The war was extremely bloody, and there was fighting all around her, which could explain why she focuses on pain. However, unlike her contemporaries who drew inspiration and even legitimacy from taking part in the war she had little interest in life beyond her family and friends. Some critics claim that While Whitman, another literary great of her time eulogized the fallen, Dickenson wrote about war from a distance.
People tend to talk about Dickenson as if she were a solitary literary genius, who lived the stereotypical quite life, probably to help her write better. However, she led an ordinary life in Amherst, typical for a woman in her time, in everything save for her spinsterhood (Bennett 9). It is likely that the myths about her emerged as people tried to rationalize how such a great poet could have escaped public notice. However, this is explicable by virtue of the fact that most of her poems were only published after her demise (Bennett 25).
In Dickenson’s lifetime, the country was threatening to split asunder and there were chaos and anarchy, inevitably resulting in pain and suffering. Although she does not directly mention death, she alludes to it in a simile in the second line where she compares nerves to tombs. In addition, considering the way the pain is described, it is clearly not physical since the suffering that follows it sounds similar to the experience of losing a loved one.
In addition, the pictured recovery process does not allude to a hurting body but a mind, the persona’s feet are described as “mechanical, go round – A Wooden way” (5). From this, one can surmise that physiologically, all is well and the suffering is emotional. The connection between suffering and the ongoing, or recently finished war is further enhanced by her metaphorical allusion to bullets as “lead”. “This is the hour of lead” (10).
The poem cuts across multitudes of other themes and contexts and is open to various interpretations, based on the perspective of a particular audience. To a bereft person, it provides comfort and hope, same as it would to a brokenhearted one. A contemporary psychologist may consider the poem’s breakdown of pain into three stages to be a frame for a coping mechanism. Dickenson appears to categorize stages of grief in order from, pain, numbness, and recovery, which are in tandem with many psychological theories.

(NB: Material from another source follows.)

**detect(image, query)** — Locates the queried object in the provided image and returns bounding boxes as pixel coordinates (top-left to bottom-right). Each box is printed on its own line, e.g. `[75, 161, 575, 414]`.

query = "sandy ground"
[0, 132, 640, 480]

While little is known about her personal or romantic life, it is likely Dickenson either had some experience with grief or spent time observing and contemplating the subject. She strives to prove that, suffering and pain are only temporary and they ultimately end as people move on with their lives.
Suffering is metaphorically described as a chill, whose memory fades from the mind as time goes by until it is completely forgotten. However, in this regard, Dickenson presumes all pain to be temporary, which is neither accurate nor practical. Sometimes, people suffer a loss and carry the pain with them for a lifetime, although these are rare cases. Naturally, humans tend to forget, sometimes even repress, painful experiences, which helps with the recovery process.
While her motivation for writing this particular poem remains unclear, it highly probable it was inspired by the violent times in which she lived. She could have composed it while thinking about the thousands who lost their loved ones in the fighting or even reflecting on her own losses. (Bloom 179).
Like most of her work, Dickenson’s poetry is both timeless and transcendent, which accounts for its unrelenting relevance. In this poem, she stirs the audience to reflect on the universal feelings of suffering and the healing that follows, reminding them that in matters of emotional pain, only time can heal.
Bennett, Paula. Dickenson Dickinson: woman poet. Iowa: University of Iowa Press, 1990.
Bloom, Harold, ed. Dickenson Dickinson. New York: Infobase Publishing, 2008.
Dickinson, Dickenson. The Poems of Dickenson Dickinson. New York: Start Publishing LLC, 2012.